Bien que cela enchante le noyau dur substantiel pro-Brexit de 80 députés et la base plus large du parti, cela aliénera davantage son aile pro-UE. La députée conservatrice Anna Soubry, une partisane fervente du camp Remain (rester dans l’UE), a écrit un tweet que le résultat de Richmond était « fabuleux », ajoutant : «[Les] politiciens ignorent les partisans de Remain à leur péril et vous pouvez mettre au rebut le hard Brexit ».
Les fissures au sujet de l’Europe qui déchirent les Tories (conservateurs) ont également une influence sur le Labour, où l’aile Blairiste résolument pro-UE intensifie ses efforts pour renverser le chef du parti Jeremy Corbyn et refondre le parti comme principal véhicule politique pour empêcher le Brexit. Avant la campagne électorale de Richmond, trois députés travaillistes de premier rang, Lisa Nandy, Jonathan Reynolds et Clive Lewis, ont écrit un article demandant au Labour de ne pas présenter un candidat à l’élection afin de « mettre l’intérêt national avant tout ». L’article a dénoncé Goldsmith comme un « partisan du hard Brexit » et déclaré que « le vote contre lui ne doit pas être divisé ». Avec un clin d’œil à la formation d’un parti partisan du mouvement pro-UE, il a ajouté : « Dans ce prochain Parlement, les progressistes auront besoin de chaque vote qu’ils peuvent obtenir ».
Le résultat de Richmond sera utilisé pour exercer une pression supplémentaire sur Corbyn.
Les retombées du référendum de juin ont été utilisées par les Blairistes pour lancer une tentative de pustch contre Corbyn en forçant une élection en vue de le remplacer à la tête du parti au prétexte qu’il n’était que « peu enthousiaste » quant à l’adhésion du Royaume-Uni à l’UE.
Même après avoir vaincu ces agissements, grâce à un large soutien populaire, Corbyn a continué avec ses capitulations envers la droite, illustrées récemment par sa décision de ne pas appuyer une motion parlementaire appelant à une enquête sur les mensonges de l’ancien Premier ministre Tony Blair justifiant la guerre illégale contre l’Irak.
En l’espace de quelques heures après la défaite de la motion du Parti national écossais, grâce à la lâcheté de Corbyn, Blair annonçait la formation d’un nouveau groupe de pression politique sur une « plate-forme conçue pour établir un nouveau programme politique pour le centre ». Il a ajouté que, « Son axe sera en partie évidemment centré sur le débat européen ».
En appelant à un boycott actif, le Parti de l’égalité socialiste avait insisté pendant la campagne référendaire que les factions pro – et anti-UE de l’élite dirigeante sont toutes réactionnaires.

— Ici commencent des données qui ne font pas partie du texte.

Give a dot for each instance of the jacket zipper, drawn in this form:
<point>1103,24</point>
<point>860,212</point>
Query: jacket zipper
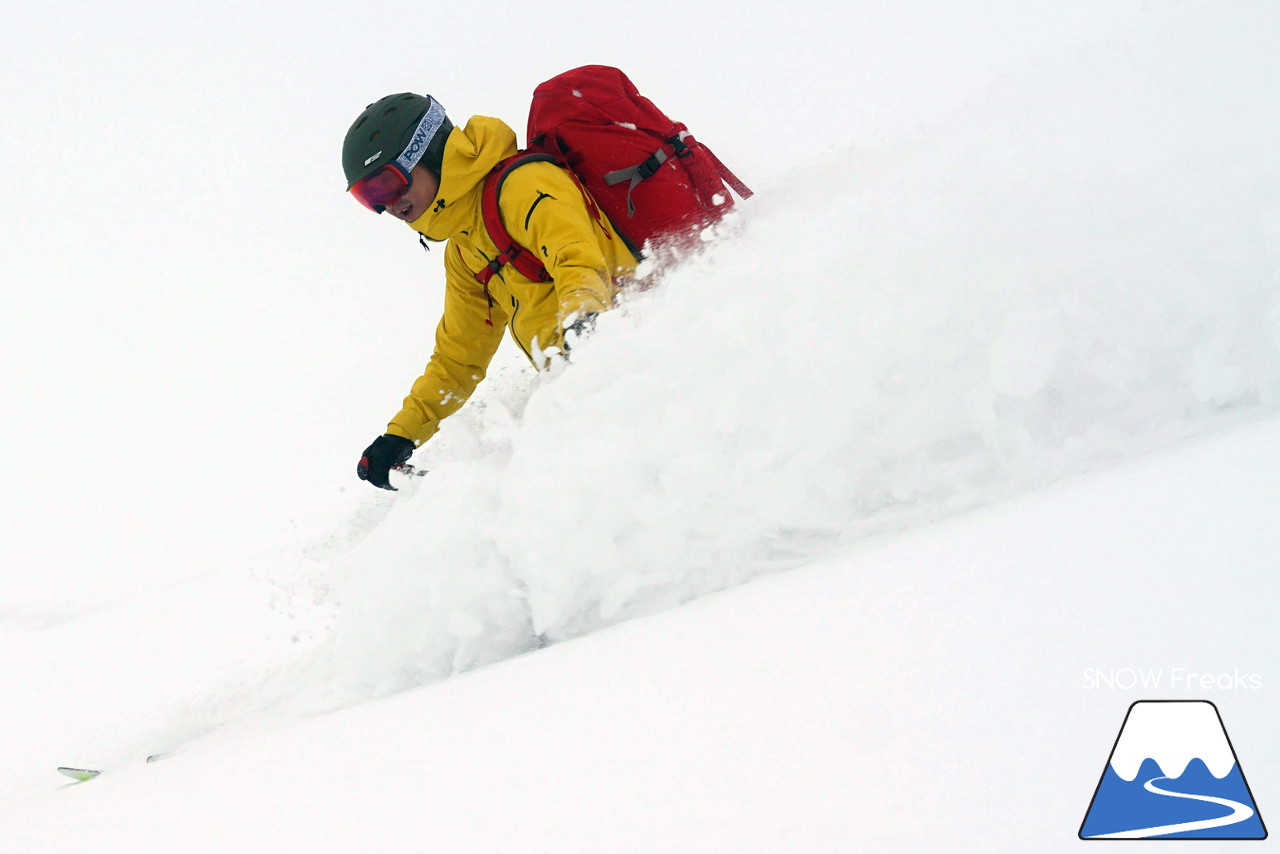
<point>515,313</point>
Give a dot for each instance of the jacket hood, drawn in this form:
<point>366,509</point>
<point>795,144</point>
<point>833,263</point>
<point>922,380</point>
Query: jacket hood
<point>469,155</point>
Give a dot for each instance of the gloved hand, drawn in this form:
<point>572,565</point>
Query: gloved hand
<point>379,457</point>
<point>580,329</point>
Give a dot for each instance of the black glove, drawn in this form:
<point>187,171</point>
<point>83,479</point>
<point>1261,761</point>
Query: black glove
<point>379,457</point>
<point>579,329</point>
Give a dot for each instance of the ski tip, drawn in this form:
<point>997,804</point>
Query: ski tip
<point>78,775</point>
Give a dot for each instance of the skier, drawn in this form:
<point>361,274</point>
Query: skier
<point>402,155</point>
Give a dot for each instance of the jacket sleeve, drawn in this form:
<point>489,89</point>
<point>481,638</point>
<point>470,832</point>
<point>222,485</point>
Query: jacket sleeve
<point>465,342</point>
<point>545,211</point>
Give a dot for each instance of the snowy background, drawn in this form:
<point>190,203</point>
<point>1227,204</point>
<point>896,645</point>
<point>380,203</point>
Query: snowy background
<point>981,391</point>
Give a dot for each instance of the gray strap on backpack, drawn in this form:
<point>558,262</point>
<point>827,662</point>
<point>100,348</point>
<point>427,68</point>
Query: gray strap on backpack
<point>638,173</point>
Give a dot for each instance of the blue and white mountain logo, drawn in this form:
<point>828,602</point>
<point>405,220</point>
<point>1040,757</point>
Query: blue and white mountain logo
<point>1173,773</point>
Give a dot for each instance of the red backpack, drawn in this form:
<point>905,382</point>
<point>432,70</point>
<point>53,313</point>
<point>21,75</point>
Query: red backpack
<point>650,177</point>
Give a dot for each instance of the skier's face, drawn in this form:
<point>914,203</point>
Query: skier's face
<point>417,197</point>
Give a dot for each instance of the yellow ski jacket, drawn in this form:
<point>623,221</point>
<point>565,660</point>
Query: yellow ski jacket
<point>544,210</point>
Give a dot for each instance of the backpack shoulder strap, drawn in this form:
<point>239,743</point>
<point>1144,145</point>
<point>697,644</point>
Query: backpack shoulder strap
<point>508,251</point>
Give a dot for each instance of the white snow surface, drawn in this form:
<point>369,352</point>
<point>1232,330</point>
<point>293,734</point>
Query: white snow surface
<point>1173,734</point>
<point>979,392</point>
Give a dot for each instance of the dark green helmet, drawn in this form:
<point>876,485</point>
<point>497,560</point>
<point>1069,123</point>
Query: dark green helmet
<point>400,128</point>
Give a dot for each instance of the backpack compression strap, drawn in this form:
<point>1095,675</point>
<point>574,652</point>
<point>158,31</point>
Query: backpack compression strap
<point>675,147</point>
<point>508,251</point>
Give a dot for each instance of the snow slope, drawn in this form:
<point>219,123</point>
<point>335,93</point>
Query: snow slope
<point>920,693</point>
<point>1056,270</point>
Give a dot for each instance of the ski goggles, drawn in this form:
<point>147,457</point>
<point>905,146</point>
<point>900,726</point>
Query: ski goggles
<point>382,188</point>
<point>387,185</point>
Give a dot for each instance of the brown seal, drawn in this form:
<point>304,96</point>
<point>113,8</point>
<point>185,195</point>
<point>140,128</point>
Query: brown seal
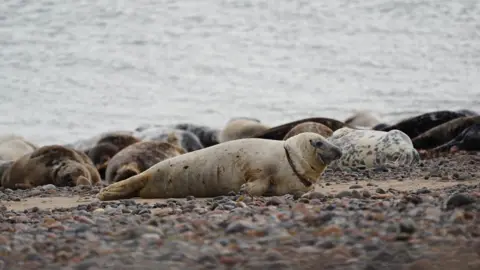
<point>254,166</point>
<point>443,133</point>
<point>241,128</point>
<point>107,147</point>
<point>51,164</point>
<point>138,157</point>
<point>279,132</point>
<point>309,127</point>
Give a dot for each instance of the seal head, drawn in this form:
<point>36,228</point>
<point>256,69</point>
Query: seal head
<point>309,154</point>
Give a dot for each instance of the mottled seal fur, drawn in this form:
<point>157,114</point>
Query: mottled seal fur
<point>279,132</point>
<point>370,149</point>
<point>309,127</point>
<point>52,164</point>
<point>107,147</point>
<point>443,133</point>
<point>415,126</point>
<point>241,128</point>
<point>254,166</point>
<point>208,136</point>
<point>182,138</point>
<point>362,119</point>
<point>14,146</point>
<point>138,157</point>
<point>85,144</point>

Les partisans du Brexit fondent leur stratégie sur les calculs selon lesquels l’Union européenne est à l’agonie et que l’impérialisme britannique doit être libéré de toute contrainte sur sa capacité d’exploiter les marchés mondiaux. C’est sur cette base que le gouvernement de Theresa May sollicite en rampant l’approbation de Trump, un partisan du Brexit, tout en faisant des efforts concertés pour développer des liens économiques plus étroits avec la Chine et l’Inde.
Le Parti de l’égalité socialiste a insisté sur le fait que le camp de Remain, qui représente les intérêts des escrocs financiers de la City de Londres, se préoccupe uniquement de l’accès au marché unique et adopte volontiers la rhétorique anti-immigration des partisans du Brexit, en exigeant des restriction ou la fin de la libre circulation des citoyens de l’UE vers le Royaume-Uni. Dans leur approbation de l’UE, ils glorifient l’institution haïe par des millions de travailleurs à travers le continent en raison de son imposition continue de l’austérité.